Bu bütünsel bakış açısı, L’Oréal’in sürdürülebilirliği yalnızca çevresel bir sorumluluk değil, aynı zamanda insan ve toplum odaklı kapsayıcı bir dönüşüm aracı olarak gördüğünü ortaya koyuyor.

Yeniden doldurulabilir ürünler ile dönüşüm: Daha az atık, daha fazla sürdürülebilirlik

Atığı azaltmak amacıyla L’Oréal Türkiye, yeniden doldurulabilir ürün portföyünü genişleterek tüketici alışkanlıklarını değiştirmeyi hedefliyor. Parfüm, cilt ve saç bakımını kapsayan birçok ürün, evde veya satış noktalarında yeniden doldurulabilir ürünler sunuluyor.
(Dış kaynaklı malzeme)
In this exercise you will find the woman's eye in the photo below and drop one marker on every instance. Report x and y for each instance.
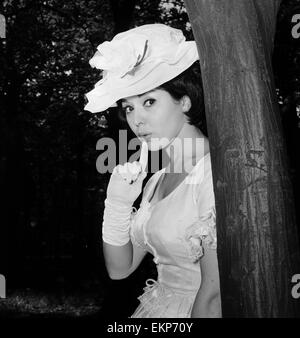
(149, 102)
(127, 109)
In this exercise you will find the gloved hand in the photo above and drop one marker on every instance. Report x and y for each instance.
(126, 181)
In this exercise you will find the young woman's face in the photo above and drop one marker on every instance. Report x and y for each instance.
(155, 114)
Tüm ürünlerin yeniden doldurulabilir, geri dönüştürülebilir veya kompost yapılabilir hale getirilmesi amacıyla L’Oréal 2030 yılına kadar saf plastik miktarını %50 azaltmayı, ambalaj malzemelerinin %50’sini geri dönüştürülmüş ya da biyobazlı kaynaklardan sağlamayı, ambalaj yoğunluğunu %20 azaltmayı hedefliyor.

Ayrıca ürün bileşenlerinin %75’inden fazlasının doğadan veya geri dönüştürülmüş kaynaklardan, kullanılan biyobazlı içeriklerin ise en az %90’ının sürdürülebilir biçimde temin edilmesi planlanıyor.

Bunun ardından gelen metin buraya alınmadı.